As a concrete example, assume we sample actions from a standard normal distribution: $ a_{t} \sim N(0, 1) $. We then run trajectories through the dynamics model and rank them by achieved rewards. We select the $m$ best, or use a percentile cutoff, to create a subset of trajectories referred to as “elites”. Using only these elites we recalculate the entries of the mean and standard deviation of the sampling distribution from the corresponding vector position of the elites. That is, we maintain and update a normal distribution for each step of the rollout. After a $I$ learning iterations, we can sample an action from the first distribution or just take the mean.

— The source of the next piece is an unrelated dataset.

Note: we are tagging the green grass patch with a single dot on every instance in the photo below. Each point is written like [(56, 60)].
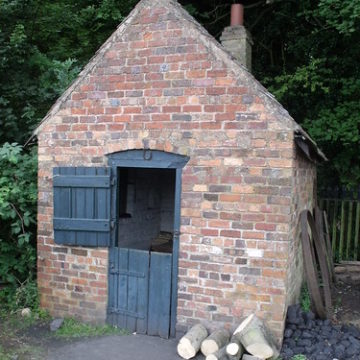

\[\begin{array}{l} \hline \textbf{Algorithm: } \text{Cross-Entropy Method (CEM)} \\ \hline \textbf{Input: } \text{State } x_t, \text{ Horizon } k, \text{ Samples } N, \text{ Elites } m, \text{ Iterations } I, \text{ Model } f_\theta, \dots \\ \textbf{Initialize: } \mu_{j} = \mathbf{0}, \sigma_{j} = \mathbf{I} \text{ for } j = 0 \dots k-1 \\ \hline 1: \textbf{for } \text{iteration } 1 \dots I \textbf{ do} \\ 2: \quad \text{Sample } N \text{ sequences: } \mathbf{u}^{(i)}_{0:k-1} \sim \mathcal{N}(\mu_{0:k-1}, \sigma_{0:k-1}) \\ 3: \quad \textbf{for } \text{each sequence } i = 1 \dots N \textbf{ do} \\ 4: \quad \quad \text{Roll out trajectory: } \hat{x}_{j+1} = f_\theta(\hat{x}_j, u_j) \\ 5: \quad \quad \text{Calculate reward: } J^{(i)} = \phi(\hat{x}_{k-1}) + \sum_{j=0}^{k-1} R(\hat{x}_j, u_j) \\ 6: \quad \textbf{end for} \\ 7: \quad \text{Select set of } m \text{ elite sequences with highest } J^{(i)} \\ 8: \quad \text{Update } \mu_j = \text{mean}(\text{elites}_j), \sigma_j = \text{std}(\text{elites}_j) \text{ for } j = 0 \dots k-1 \\ 9: \textbf{end for} \\ 10: \textbf{return } u_t^* = \mu_0 \\ \hline \end{array}\]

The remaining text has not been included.